Inscribed on the CIA headquarters’ lobby wall is the second half of a Bible verse: “And ye shall know the truth, and the truth shall make you free.” The first half conveniently left out is: “If ye abide in My word, [then] are ye truly my disciples...” The truth is that the CIA has been involved in drug trafficking in Burma, Bangkok, Thailand, Venezuela, Colombia, Afghanistan, Nicaragua, Mexico, Panama and Haiti. Active involvement in the drug trade was justified because they helped and financed their covert actions. It had also been actively involved in assassinations, kidnappings, renditions, torture and overthrow of governments. Even President Ford accused the CIA of involvement in assassination attempts against foreign leaders.
Over the years many congressional committees and panels have investigated a plethora of accusations against the agency. There has been the Rockefeller Commission, Church Committee and Pike Committee. Otis Pike, now a former member of the US House of Representatives, believed the CIA was an out of control “rogue elephant,” Sen Church and historian Arthur Schlesinger Jr had the opinion. Angelo M Codevilla, a former senior staff member of the US Senate Select Committee on Intelligence, commented that “the United States would have been better off not having an intelligence service at all.”
Defence analyst John Diamond encapsulates these fiascos in his book CIA and the Culture of Failure. He writes: “A steady stream of intelligence failures in the 1990s occurred in every facet of CIA activity, from intelligence collection to analysis to counterintelligence to covert action. These processes fed off and fuelled one another, leading to a fatal cycle of error, criticism, overcorrection, distraction, and politicisation.” This fatal cycle continues unabated.
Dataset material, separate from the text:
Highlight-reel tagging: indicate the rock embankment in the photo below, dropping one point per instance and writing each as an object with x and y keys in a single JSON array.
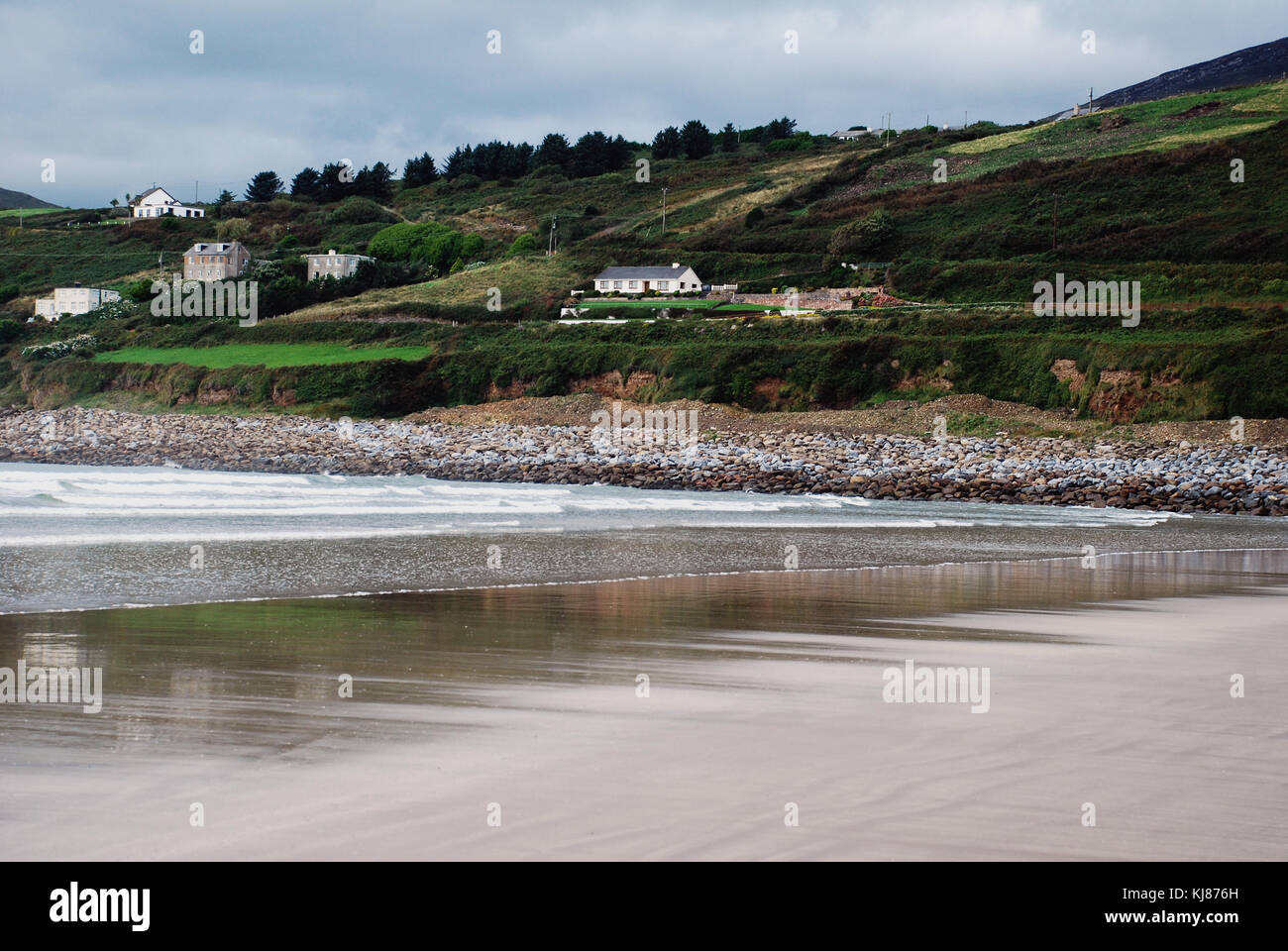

Unfazed by repeated intelligence failures from the Walker ring, Aldrich Ames, 9/11 to Raymond Davis, the reckless blundering continues.
Two thousand years ago, a Roman senator suggested that all slaves wear white armbands for people to better identify them. “No,” said a wiser senator, “if they see how many of them there are, they may revolt.” These white armbands are becoming evident the world over as reality sinks in. Here, too, the recent Davis episode was the trigger for years of suffered unbridled American arrogance, intrusion and highhandedness zealously facilitated by well placed assets. A handful here profess the indispensability of the White House and Langley, a multitude wants the riddance of the paid few and their paymasters.